Category: Internals

Adaptive Join Internals

Published 2017-05-15 by Kevin Feasel

Dmitry Pilugin digs deep into how adaptive joins work in SQL Server 2017:

We have three types of physical join algorithms in SQL Server: hash, nested loops and merge. Adaptive join allows SQL Server automatically choose an actual physical algorithm on the fly between the first two – hash (HM) and nested loops (NL).

NL has two join strategies – naive nested loops join (inner loop scans the whole inner table or index) and index nested loops join (index on the join column of the inner table is used to find necessary rows and then those rows are applied to the outer row, also called Nested Loops Apply). Typically, the second one performs very well if you have rather small input on the outer side and indexed rather big input on the inner side.
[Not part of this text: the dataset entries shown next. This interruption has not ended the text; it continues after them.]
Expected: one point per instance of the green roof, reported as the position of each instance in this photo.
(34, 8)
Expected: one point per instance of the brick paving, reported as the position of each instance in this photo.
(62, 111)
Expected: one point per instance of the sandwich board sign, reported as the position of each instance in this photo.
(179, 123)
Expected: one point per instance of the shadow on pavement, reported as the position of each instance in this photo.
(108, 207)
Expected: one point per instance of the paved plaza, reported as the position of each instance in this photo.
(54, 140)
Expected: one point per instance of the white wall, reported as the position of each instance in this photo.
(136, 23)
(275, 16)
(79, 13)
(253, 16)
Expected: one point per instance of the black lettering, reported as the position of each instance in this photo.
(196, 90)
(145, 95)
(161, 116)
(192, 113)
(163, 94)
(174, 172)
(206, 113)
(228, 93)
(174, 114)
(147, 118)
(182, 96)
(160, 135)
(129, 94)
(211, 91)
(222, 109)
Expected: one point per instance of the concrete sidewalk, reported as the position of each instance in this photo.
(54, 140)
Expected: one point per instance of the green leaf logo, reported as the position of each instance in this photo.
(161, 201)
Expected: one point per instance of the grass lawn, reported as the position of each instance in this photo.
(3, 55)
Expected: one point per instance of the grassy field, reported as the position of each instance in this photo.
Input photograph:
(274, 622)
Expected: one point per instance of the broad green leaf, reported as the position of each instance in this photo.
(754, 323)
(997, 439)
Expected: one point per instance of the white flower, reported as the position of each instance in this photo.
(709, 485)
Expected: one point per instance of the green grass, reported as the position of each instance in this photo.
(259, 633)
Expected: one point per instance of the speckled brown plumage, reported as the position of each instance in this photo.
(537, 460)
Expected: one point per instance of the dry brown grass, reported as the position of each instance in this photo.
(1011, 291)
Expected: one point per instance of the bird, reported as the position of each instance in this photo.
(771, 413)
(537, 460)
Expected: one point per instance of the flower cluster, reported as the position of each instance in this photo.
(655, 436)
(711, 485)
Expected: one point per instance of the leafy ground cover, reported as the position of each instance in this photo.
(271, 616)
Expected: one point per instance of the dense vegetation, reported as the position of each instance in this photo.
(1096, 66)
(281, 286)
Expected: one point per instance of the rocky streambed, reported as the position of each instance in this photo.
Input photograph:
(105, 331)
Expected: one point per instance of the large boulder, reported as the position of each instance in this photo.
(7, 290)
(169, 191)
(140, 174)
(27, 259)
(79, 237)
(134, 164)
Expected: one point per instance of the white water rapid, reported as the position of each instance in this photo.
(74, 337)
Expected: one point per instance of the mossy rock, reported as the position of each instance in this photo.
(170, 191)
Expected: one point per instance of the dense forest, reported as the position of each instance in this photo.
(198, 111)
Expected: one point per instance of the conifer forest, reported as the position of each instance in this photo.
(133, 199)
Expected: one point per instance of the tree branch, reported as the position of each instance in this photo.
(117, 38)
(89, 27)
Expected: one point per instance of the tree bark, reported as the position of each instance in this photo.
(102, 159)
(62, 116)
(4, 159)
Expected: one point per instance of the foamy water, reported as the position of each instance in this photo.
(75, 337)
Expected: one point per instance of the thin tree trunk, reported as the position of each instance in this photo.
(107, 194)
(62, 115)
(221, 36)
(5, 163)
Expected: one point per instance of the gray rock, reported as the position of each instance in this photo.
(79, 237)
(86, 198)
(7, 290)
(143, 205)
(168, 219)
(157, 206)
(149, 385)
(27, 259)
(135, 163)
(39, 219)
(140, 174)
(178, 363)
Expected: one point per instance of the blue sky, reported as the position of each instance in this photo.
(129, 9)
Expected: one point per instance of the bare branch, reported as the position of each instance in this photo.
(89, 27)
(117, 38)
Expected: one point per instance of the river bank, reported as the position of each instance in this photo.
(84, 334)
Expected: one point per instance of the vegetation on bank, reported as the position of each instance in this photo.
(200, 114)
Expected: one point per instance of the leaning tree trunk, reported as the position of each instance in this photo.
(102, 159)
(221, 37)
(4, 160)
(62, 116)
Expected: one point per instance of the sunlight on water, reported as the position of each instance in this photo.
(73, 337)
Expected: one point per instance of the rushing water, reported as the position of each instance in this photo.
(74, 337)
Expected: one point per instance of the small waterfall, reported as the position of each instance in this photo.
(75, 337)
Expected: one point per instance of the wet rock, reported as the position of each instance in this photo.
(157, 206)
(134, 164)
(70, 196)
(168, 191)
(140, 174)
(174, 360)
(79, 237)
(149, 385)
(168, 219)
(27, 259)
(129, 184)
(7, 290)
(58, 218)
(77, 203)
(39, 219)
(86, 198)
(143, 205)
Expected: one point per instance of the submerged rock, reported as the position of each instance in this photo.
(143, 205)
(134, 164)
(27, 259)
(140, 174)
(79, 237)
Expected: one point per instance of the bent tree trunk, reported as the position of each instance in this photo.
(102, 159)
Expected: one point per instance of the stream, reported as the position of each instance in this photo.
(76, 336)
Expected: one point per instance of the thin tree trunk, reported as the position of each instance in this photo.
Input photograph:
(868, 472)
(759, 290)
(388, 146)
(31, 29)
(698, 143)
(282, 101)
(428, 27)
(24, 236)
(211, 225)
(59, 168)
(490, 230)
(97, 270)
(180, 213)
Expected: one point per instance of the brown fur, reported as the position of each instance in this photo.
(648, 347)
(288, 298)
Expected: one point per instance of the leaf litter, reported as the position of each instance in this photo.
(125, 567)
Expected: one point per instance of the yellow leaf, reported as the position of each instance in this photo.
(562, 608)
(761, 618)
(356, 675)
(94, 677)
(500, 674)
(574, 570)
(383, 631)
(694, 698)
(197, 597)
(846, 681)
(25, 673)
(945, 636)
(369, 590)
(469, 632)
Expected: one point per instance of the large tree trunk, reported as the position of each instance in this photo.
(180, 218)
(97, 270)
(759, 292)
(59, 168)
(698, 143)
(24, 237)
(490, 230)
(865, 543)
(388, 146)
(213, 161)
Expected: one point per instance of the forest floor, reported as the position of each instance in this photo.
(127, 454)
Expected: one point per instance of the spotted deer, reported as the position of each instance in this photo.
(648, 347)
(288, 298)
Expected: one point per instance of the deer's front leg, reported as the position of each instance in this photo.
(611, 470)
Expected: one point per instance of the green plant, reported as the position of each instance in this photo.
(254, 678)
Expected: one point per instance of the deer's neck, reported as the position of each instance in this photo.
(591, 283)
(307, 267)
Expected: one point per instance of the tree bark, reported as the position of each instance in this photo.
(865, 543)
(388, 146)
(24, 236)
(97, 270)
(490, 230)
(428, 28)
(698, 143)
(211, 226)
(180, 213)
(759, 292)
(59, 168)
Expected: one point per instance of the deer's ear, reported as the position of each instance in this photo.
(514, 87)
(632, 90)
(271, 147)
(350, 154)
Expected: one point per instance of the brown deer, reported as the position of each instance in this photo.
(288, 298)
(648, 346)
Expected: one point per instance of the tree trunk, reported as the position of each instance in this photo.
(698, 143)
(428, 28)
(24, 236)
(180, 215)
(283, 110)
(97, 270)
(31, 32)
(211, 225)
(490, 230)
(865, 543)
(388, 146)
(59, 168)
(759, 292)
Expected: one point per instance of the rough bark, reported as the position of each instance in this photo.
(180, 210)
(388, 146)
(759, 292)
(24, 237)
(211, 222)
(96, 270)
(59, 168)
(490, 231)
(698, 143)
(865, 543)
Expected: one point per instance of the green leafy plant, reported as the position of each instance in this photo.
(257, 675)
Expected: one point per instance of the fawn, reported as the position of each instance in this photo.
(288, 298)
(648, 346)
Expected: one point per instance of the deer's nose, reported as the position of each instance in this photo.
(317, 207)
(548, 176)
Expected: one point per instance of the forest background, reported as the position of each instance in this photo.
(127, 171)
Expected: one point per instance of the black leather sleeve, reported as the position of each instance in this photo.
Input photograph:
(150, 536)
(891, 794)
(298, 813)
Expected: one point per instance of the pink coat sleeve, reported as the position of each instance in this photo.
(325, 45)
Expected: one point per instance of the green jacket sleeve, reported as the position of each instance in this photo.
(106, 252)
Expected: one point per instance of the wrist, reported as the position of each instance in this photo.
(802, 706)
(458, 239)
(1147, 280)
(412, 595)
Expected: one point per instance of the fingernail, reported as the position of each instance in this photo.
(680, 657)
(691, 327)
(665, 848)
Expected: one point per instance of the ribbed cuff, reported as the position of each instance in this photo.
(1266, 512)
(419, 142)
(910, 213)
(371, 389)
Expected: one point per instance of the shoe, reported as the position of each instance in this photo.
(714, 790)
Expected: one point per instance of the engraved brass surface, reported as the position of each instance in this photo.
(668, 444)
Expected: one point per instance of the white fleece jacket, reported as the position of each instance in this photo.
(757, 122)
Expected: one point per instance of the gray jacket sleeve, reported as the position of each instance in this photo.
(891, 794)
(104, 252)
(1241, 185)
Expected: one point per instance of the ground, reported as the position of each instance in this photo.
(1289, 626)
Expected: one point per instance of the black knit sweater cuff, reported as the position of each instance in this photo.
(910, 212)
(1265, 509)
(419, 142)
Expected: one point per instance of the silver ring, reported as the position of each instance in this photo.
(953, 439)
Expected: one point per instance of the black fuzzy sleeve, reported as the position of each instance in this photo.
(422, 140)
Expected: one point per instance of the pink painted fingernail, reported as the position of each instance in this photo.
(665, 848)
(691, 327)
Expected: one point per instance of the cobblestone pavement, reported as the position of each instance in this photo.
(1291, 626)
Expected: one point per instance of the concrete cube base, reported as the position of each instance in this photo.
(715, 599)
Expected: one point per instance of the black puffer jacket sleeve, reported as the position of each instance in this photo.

HM is more universal and uses hash algorithms to match rows, so no indexes are necessary. You may refer to my blog post Hash Join Execution Internals for more details.

Adaptive Join starts execution as a Hash Join. It consumes all the input of the build phase and looks at the adaptive join threshold, if the number of rows is more or equal this threshold it will continue as a hash join. However, if the number of rows is less than this threshold, it will switch to a NL.

If you want to get a better understanding of how adaptive joins works, Dmitry’s post is a great start.

Comments closed

SOS_UnfairMutexPair

Published 2017-05-08 by Kevin Feasel

Ewald Cress talks about SOS_UnfairMutexPair:

The focal point of the mutex’s state – in fact one might say the mutex itself – is the single Spinlock bit within the 32-bit lock member. Anybody who finds it zero, and manages to set it to one atomically, becomes the owner.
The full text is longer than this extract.